Pakistan, Since the Coup

In ZNet, Pervez Hoodbhoy looks at Pakistan, 7 years after Musharraf’s coup.

Some had feared – while others had hoped – that General Pervez Musharraf’s coup of October 12, 1999, would bring the revolution of Kemal Ataturk to a Pakistan and wrest the country from the iron grip of mullahs. But years later a definitive truth has emerged. Like the other insecure governments before it, both military and civilian, the present regime also has a single point agenda – to stay in power at all costs. It therefore does whatever it must and Pakistan falls further from any prospect of acquiring modern values, and of building and strengthening democratic institutions.

The requirements for survival of the present regime are clear: on the one hand the Army leadership knows that its critical dependence upon the West requires that it be perceived abroad as a liberal regime pitted against radical Islamists. But, on the other hand, in actual fact, to preserve and extend its grip on power, it must preserve the status quo.

The staged conflicts between General Musharraf and the mullahs are therefore a regular part of Pakistani politics. This September, nearly seven years later, the religious parties needed no demonstration of muscle power for winning two major victories in less than a fortnight; just a few noisy threats sufficed. From experience they knew that the Pakistan Army and its sagacious leader – of “enlightened moderation” fame – would stick to their predictable pattern of dealing with Islamists. In a nutshell: provoke a fight, get the excitement going, let diplomatic missions in Islamabad prepare their briefs and CNN and BBC get their clips – and then beat a retreat. At the end of it all the mullahs would get what they want, but so would the General.

And see also this piece by him on related issues.
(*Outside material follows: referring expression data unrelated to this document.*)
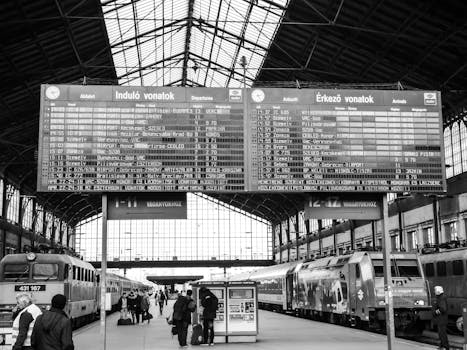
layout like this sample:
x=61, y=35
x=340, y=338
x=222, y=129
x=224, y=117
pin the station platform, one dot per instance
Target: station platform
x=276, y=332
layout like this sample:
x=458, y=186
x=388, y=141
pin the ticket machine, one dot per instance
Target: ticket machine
x=237, y=314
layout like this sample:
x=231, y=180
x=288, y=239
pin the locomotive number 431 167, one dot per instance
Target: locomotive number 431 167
x=30, y=288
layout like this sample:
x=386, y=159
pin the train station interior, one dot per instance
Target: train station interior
x=370, y=45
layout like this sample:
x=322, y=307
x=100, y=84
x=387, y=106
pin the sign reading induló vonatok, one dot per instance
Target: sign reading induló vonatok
x=174, y=139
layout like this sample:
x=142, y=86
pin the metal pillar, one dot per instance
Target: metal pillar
x=287, y=232
x=103, y=280
x=307, y=228
x=34, y=223
x=4, y=214
x=435, y=220
x=334, y=223
x=280, y=242
x=387, y=276
x=320, y=240
x=399, y=217
x=297, y=236
x=373, y=233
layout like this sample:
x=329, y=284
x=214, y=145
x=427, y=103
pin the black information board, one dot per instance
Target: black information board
x=131, y=139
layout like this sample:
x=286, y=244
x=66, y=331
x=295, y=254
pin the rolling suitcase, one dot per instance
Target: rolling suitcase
x=124, y=322
x=197, y=335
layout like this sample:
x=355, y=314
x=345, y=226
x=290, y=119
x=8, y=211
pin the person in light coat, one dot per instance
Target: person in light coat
x=26, y=314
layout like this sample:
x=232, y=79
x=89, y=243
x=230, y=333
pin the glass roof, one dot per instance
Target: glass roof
x=190, y=42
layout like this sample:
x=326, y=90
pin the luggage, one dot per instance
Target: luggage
x=197, y=335
x=124, y=322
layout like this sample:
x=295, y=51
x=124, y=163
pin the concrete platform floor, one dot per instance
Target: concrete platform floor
x=277, y=332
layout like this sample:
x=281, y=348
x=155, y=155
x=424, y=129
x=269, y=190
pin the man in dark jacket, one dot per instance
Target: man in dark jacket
x=209, y=303
x=181, y=319
x=440, y=314
x=52, y=330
[A]t the heart of Pakistan’s problems lies a truth – one etched in stone – that when a state proclaims a religious identity and mission, it is bound to privilege those who organize religious life and interpret religious text. Since there are many models and interpretations within every religion, there is bound to be conflict between religious forces over whose model shall prevail. There is also the larger confrontation between religious principles and practices and what we now consider to be ‘modern’ ideas of society, which have emerged over the past several hundred years. This truth, for all its simplicity, escaped the attention of several generations of soldiers, politicians, and citizens of Pakistan. It is true that there has been some learning – Musharraf’s call for “enlightened moderation” is a tacit (and welcome) admission that a theocratic Pakistan cannot work. But his call conflicts with his other, more important, responsibility as chief of the Pakistan Army.